Les soins de santé virtuels sont un autre exemple de solution identifiée comme étant très efficace pour améliorer l’accès aux traitements, tant pour la santé physique que pour la santé mentale. « ­On peut également envisager la couverture de médecines complémentaires, comme la médecine traditionnelle chinoise ou des pratiques de guérison autochtones, suggère ­Alexandra ­Laflamme-Sanders.

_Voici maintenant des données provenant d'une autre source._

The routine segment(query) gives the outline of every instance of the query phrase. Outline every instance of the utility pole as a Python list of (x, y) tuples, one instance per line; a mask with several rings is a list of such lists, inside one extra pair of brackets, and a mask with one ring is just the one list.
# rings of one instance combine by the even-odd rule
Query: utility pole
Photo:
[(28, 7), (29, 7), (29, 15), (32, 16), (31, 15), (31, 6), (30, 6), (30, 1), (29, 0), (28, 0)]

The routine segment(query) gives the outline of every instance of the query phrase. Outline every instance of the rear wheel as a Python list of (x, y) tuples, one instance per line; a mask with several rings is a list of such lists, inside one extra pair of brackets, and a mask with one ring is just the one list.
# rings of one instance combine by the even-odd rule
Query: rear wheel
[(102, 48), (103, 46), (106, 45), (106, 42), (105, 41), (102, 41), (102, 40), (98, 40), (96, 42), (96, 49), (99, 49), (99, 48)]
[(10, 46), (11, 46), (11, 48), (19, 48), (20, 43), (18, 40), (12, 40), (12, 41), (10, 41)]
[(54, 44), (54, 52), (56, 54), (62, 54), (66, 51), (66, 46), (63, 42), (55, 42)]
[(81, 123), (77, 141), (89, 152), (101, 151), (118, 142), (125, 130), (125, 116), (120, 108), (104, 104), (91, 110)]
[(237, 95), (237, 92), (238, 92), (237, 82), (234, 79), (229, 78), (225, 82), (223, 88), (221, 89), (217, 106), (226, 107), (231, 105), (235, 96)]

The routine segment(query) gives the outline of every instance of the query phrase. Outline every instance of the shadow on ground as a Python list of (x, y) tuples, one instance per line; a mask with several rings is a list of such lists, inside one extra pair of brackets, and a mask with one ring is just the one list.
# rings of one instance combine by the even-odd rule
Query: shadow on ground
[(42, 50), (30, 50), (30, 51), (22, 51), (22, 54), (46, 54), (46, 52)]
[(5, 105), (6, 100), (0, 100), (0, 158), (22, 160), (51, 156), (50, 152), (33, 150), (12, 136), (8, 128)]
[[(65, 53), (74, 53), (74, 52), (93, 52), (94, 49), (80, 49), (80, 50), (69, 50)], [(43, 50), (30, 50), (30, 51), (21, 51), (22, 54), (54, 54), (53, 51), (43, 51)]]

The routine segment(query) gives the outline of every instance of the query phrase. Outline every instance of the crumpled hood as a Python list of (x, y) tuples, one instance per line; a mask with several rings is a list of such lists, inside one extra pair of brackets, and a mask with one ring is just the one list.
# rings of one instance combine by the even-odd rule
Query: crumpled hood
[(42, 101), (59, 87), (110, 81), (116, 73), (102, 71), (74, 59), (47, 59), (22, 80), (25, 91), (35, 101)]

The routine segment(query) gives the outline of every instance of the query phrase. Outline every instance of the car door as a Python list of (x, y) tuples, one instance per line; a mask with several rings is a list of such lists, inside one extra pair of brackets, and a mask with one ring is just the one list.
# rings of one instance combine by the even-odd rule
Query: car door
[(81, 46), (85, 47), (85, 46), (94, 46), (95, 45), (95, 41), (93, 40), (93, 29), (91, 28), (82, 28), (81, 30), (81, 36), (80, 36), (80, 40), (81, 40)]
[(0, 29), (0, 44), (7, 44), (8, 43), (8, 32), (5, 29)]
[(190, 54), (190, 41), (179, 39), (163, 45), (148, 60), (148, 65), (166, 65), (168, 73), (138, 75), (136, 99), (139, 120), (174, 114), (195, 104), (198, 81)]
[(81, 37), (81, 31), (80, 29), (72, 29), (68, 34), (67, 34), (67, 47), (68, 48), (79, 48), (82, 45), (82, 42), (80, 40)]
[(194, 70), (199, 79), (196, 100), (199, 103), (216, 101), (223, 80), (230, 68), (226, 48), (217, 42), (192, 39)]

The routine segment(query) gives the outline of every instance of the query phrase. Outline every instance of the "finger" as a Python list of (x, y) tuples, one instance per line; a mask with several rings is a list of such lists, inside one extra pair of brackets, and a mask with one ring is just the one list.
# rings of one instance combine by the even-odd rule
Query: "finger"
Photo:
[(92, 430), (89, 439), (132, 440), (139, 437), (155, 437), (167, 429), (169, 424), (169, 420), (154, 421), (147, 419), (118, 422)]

Par ailleurs, les membres des communautés LGBTQ2+ ont identifié des besoins concernant l’affirmation du genre ou les services de fertilité. »

Les experts soulignent également l’importance de favoriser des solutions qui donnent accès à des professionnels issus de diverses communautés. « ­On sait que lorsqu’on reçoit un service d’un professionnel de la santé qui appartient à la même communauté ou qui parle la même langue que le patient, ce dernier est plus enclin à accepter et à recevoir des soins », explique ­Alexandra ­Laflamme-Sanders.

D’ailleurs, ­Anne-Marie ­Pham recommande vivement aux entreprises de faire appel à des conseillers issus des communautés présentes dans la population d’employés. « ­Il pourrait s’agir de conseillers pour les ­Autochtones ou de gens qui pourraient aider avec des personnes issues d’un milieu culturel ou religieux différent de la majorité », ­précise-t-elle.

Les actions à poser ne sont pas les mêmes dans tous les régimes, et les régimes flexibles ne sont pas toujours la meilleure solution, puisque leur viabilité dépend de la taille de l’entreprise. « ­On peut offrir des couvertures optionnelles ou ajouter des comptes discrétionnaires sous forme de remboursement pour des soins de santé ou des comptes ­mieux-être », explique ­Sébastien ­Lavoie.

Communiquer de manière transparente

Les communications personnalisées sont essentielles pour mieux répondre aux besoins uniques des personnes qui appartiennent à un groupe particulier. « ­Mais il faut faire attention à ce que la communication ne soit pas comme un exercice de relations publiques qui fait en sorte de bien faire paraître l’organisation alors qu’à l’interne il se vit de la discrimination », précise ­Anne-Marie ­Pham.

« ­La création d’une culture au sein de laquelle les différents employés se sentent habilités à faire évoluer le langage de communication des avantages sociaux va être un puissant outil dans notre approche globale de diversité et d’inclusion », conclut ­Sébastien ­Lavoie.

Alors que 80 % des employés blancs se disent satisfaits des avantages sociaux offerts par leur employeur, ce n’est le cas que de 69 % des travailleurs autochtones et de 71 % des travailleurs ­LGBTQ2+.

77 % des employés ­non blancs jugent l’accès aux médecines complémentaires et non traditionnelles important, contre seulement 57 % des employés blancs.

Source : ­Sun Life


• Ce texte a été publié dans l’édition de septembre 2022 du magazine Avantages.